En l’absence de démarche de valorisation des données par l’institution culturelle, de multiples freins économiques peuvent être ressentis lorsqu’est envisagée une démarche d’Open Data. Ainsi, les coûts de mise à disposition seront de plusieurs ordres : administratifs (tri des données, gestion des exceptions, etc.), techniques (serveurs, formatage des données selon les standards d'interopérabilité, etc.), et juridiques (clarification des droits, contrôle des licences, etc.). Ces coûts sont néanmoins inhérents à toute rationalisation et optimisation d’un système d’information et une telle démarche est ainsi hautement bénéfique à l’institution en elle-même (générateur de gain de temps, favorisant la prise de décision ainsi que la création de nouveaux services, etc.). Par ailleurs, une coordination ou une plate-forme de partage des outils et bonnes pratiques permettrait d’aider à une meilleure gestion de ces coûts, en prenant en compte dès le départ la question de la diffusion des données et contenus.

Nous préconisons :

  • aux institutions de mutualiser les efforts d’ouverture et de réutiliser au maximum les outils à disposition : sets de licences, formats de données interopérables, etc.
  • aux institutions d’intégrer leur démarche d’Open Data dans la conception même de leur système d’information.


CONCLUSION[modifier]

Souhaitant véritablement qu’une ouverture réelle et fructueuse des institutions culturelles françaises se fasse pour le bénéfice de tous, institutions, publics, communautés en lignes et entrepreneurs de la culture, nous diffusons ce document largement afin qu’il soit commenté, amendé, discuté, complété.

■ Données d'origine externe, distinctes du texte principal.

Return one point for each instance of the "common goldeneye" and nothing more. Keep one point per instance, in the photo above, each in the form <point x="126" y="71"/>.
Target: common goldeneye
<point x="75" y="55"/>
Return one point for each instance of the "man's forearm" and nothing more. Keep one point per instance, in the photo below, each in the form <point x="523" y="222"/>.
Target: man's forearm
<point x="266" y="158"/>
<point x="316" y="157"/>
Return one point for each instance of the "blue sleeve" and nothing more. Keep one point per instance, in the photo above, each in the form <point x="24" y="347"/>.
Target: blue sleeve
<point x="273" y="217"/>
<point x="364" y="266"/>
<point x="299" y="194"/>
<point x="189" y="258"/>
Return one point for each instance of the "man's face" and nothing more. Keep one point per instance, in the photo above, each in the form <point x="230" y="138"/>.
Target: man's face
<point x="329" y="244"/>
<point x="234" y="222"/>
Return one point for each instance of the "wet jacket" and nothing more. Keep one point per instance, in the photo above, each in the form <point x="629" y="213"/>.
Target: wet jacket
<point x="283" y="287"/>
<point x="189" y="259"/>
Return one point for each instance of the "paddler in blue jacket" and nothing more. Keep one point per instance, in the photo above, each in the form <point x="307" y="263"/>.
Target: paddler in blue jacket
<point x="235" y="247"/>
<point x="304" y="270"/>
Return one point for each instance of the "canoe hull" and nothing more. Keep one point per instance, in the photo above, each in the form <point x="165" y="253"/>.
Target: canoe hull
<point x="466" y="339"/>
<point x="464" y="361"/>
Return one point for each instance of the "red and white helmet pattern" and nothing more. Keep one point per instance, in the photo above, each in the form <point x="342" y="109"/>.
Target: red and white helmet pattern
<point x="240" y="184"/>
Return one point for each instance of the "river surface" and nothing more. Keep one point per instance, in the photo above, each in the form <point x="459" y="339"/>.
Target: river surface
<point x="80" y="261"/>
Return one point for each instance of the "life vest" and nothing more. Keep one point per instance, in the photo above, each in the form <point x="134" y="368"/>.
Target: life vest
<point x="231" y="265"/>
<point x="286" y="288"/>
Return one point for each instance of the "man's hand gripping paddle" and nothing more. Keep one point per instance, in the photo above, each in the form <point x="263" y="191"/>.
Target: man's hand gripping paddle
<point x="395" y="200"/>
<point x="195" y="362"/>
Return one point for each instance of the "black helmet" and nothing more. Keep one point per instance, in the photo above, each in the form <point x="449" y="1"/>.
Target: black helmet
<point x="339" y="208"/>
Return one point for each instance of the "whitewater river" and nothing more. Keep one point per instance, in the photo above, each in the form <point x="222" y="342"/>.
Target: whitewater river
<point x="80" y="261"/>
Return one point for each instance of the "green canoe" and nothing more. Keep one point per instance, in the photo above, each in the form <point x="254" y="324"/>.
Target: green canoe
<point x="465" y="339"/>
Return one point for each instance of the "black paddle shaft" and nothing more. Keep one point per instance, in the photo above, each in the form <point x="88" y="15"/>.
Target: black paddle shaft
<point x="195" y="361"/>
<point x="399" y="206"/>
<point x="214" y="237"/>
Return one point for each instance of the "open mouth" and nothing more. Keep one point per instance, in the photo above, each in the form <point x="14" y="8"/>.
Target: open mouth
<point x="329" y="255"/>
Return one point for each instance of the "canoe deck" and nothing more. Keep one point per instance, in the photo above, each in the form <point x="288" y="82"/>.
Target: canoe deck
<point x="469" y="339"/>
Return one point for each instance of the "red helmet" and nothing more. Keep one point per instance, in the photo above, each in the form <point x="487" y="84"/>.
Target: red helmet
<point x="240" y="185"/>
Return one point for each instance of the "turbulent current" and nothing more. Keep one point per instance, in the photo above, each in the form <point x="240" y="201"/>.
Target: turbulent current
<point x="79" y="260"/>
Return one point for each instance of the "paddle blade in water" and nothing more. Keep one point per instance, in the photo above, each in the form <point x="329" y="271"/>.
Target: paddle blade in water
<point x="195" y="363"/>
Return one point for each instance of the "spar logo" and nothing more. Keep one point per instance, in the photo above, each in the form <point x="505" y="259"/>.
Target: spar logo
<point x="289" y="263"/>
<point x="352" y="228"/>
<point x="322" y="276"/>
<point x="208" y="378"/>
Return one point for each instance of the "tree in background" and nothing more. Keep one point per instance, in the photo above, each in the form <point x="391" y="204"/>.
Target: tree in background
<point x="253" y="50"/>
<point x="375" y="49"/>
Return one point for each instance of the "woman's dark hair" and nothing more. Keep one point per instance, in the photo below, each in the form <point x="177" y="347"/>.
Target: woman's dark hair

Nous nous tenons à la disposition des services du ministère de la Culture et de madame la ministre de la Culture pour discuter de la pertinence de nos constats et de nos propositions et pour travailler ensemble à une valorisation ouverte et large de nos richesses culturelles.

RÉFÉRENCES[modifier]

  • Partager notre patrimoine culturel - Propositions pour une charte de la diffusion et de la réutilisation des données publiques culturelles numériques.
  • Autorisation unique n°AU-029 : Délibération n° 2012-113 du 12 avril 2012 portant autorisation unique de traitements de données à caractère personnel contenues dans des informations publiques aux fins de communication et de publication par les services d’archives publiques, CNIL.